I was looking for a way to do object detection with fast ai. I found the retinaNet notebook belonging to part 2 of the course and ran it.
everything was fine, until i tried using it for inference.i wanted to apply it on video from my webcam(in another code),but i stumbled upon an error. I tried adding the export, load and predict lines to the same training notebook and got the same error, which is the one below:
is it not possible to get predictions by doing learn.predict ? if so how do i get them?
ps: I understand that this is more suited to part2 2019 of the course, and i apologize. i cant access their forums now, and i am using this for my graduation project so i cant really wait until it the course is available on the internet.

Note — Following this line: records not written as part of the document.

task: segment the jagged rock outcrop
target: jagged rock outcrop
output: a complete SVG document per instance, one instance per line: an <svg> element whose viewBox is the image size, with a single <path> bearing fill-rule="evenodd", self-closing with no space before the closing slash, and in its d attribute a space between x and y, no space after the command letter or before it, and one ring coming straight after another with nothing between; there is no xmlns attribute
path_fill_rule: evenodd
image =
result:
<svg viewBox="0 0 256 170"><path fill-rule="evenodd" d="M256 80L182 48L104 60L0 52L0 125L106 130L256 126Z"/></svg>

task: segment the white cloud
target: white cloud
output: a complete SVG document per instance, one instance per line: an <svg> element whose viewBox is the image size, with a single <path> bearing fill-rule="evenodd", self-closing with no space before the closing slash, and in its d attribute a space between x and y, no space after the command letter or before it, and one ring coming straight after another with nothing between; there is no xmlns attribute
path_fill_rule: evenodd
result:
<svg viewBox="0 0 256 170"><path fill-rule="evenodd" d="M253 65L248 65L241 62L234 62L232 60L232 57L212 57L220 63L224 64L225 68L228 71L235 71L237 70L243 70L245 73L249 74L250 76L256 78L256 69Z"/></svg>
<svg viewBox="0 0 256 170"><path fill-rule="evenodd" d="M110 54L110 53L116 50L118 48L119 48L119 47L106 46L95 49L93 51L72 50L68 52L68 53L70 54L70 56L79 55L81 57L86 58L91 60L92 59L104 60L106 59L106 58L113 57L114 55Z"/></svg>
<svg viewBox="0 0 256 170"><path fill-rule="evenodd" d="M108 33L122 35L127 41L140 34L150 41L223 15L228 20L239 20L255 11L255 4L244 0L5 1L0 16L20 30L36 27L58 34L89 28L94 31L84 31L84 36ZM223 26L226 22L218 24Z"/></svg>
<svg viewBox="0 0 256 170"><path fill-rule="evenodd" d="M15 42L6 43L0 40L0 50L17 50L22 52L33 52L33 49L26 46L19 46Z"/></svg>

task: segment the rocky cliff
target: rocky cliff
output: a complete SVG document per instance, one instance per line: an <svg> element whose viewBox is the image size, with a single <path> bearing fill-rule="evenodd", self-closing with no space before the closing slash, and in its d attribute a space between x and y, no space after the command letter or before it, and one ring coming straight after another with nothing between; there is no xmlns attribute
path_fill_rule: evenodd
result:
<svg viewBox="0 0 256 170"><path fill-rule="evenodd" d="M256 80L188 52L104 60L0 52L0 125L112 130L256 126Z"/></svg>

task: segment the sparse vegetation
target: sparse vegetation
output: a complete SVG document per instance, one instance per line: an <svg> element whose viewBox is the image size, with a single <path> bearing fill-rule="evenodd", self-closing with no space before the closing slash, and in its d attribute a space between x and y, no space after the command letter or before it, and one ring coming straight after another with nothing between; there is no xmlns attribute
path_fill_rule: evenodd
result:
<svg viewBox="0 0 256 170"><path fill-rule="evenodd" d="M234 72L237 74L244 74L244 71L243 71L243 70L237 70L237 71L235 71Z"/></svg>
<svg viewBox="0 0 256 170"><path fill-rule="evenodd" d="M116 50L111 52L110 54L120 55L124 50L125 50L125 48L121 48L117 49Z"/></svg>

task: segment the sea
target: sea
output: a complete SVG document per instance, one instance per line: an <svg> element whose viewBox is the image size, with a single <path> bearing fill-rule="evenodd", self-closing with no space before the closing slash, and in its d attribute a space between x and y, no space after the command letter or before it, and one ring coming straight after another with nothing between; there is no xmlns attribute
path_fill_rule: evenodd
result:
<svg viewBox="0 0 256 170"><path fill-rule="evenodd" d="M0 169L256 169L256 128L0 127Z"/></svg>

I thought part one was enough for object detection, since it has segmentation in it. i was wrong.
learn = load_learner(path=’.’,file=‘model.pkl’)
with torch.no_grad(): learn.model.eval()
input = Variable(image)
input = input.to(device)
z = learn(input)
show_preds(image, frame, z, detect_thresh=0.35, classes=learn.data.classes)
i got an error :
TypeError: ‘Learner’ object is not callable
and also tried this:
learn = load_learner(path=’.’,file=‘model.pkl’)
with torch.no_grad(): z=learn.model.eval()(image)
show_preds(image, frame, z, detect_thresh=0.35, classes=learn.data.classes)
and got this error:
RuntimeError: Expected 4-dimensional input for 4-dimensional weight [64, 3, 7, 7], but got 3-dimensional input of size [3, 480, 640] instead
which shows that in this case its expecting a batch not a single image. is there a way to get around this?
still the same error (in that same line) :
RuntimeError: Expected 4-dimensional input for 4-dimensional weight [64, 3, 7, 7], but got 3-dimensional input of size [3, 480, 640] instead
for anyone wanting to do this, i manged to get predictions like this: defaults.device = torch.device('cuda') encoder = create_body(models.resnet50, cut=-2) model = RetinaNet(encoder,21,final_bias=-4) state_dict = torch.load('stage2-256.pth') model.load_state_dict(state_dict['model'],strict=False) model = model.cuda() model.eval() with torch.no_grad(): z = model(image.unsqueeze_(0).cuda())
usually you use cpu for inference, but i m using webcam stream so i need it.
if you want cpu:
state_dict = torch.load(‘stage2-256.pth’, map_location = ‘cpu’)
and remove all the .cuda()s
Hi Mohamed,
Would you happen to have an exemplified notebook on how to implement an object detector via fastai? I am basically looking to convert my multi-label classifier to a multi object detector.